Mini projects are assigned at the end of each semester to help students apply concepts from multiple courses simultaneously. These projects typically last 8-10 weeks and involve teams of 3-5 students working under faculty supervision.

Final-Year Thesis/Capstone Project

The capstone project is a significant culmination of the academic journey, requiring students to undertake an original research or development project. Students select projects based on their interests and career aspirations, often aligned with industry needs or faculty research areas.

Project Selection Process

Students can choose from a list of proposed projects provided by faculty members or submit their own ideas after consultation with mentors.
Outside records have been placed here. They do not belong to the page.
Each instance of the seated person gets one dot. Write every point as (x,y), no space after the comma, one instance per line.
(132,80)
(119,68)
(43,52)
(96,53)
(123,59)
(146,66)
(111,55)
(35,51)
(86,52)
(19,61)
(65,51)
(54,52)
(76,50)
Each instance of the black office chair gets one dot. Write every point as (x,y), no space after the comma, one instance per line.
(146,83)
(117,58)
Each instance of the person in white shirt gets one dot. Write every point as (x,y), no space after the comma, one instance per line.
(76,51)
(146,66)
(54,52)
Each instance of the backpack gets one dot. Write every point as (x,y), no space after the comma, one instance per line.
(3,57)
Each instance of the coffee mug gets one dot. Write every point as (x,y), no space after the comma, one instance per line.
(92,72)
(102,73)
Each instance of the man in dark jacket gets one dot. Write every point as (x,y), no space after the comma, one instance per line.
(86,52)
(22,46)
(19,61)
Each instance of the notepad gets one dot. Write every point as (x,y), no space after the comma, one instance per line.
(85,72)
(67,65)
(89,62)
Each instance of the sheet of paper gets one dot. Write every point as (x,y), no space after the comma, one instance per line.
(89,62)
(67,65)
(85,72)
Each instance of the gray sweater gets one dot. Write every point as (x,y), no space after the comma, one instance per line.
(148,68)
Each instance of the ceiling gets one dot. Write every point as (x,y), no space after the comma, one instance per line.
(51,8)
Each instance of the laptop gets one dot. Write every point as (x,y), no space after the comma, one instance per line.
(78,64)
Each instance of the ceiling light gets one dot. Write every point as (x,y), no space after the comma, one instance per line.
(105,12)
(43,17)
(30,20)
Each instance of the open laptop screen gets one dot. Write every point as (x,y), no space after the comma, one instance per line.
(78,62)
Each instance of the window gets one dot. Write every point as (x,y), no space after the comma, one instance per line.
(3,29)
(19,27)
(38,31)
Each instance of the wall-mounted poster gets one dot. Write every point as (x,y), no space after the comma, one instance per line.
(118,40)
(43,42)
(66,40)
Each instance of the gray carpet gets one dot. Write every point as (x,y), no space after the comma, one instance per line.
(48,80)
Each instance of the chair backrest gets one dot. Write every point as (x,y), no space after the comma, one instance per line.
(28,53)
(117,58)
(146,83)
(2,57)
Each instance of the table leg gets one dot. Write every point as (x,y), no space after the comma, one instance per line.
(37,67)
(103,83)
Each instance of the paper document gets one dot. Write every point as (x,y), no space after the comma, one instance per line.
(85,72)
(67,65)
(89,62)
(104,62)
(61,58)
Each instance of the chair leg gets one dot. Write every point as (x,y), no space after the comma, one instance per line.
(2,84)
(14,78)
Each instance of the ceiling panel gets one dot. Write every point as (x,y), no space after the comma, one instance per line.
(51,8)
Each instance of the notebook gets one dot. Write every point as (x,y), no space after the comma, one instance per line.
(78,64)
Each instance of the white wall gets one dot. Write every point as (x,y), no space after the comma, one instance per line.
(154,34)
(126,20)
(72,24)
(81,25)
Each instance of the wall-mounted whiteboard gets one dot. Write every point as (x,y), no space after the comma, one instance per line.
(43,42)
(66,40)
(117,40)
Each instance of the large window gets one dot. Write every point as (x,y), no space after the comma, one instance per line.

The selection process involves submitting a proposal outlining objectives, methodology, timeline, and expected outcomes.

Evaluation Criteria

  • Technical depth and innovation in solution design
  • Project execution and problem-solving capabilities
  • Presentation skills and documentation quality
  • Collaboration and teamwork during the project lifecycle

The evaluation process includes both internal assessments by faculty advisors and external reviews by industry experts, ensuring that projects meet professional standards and industry expectations.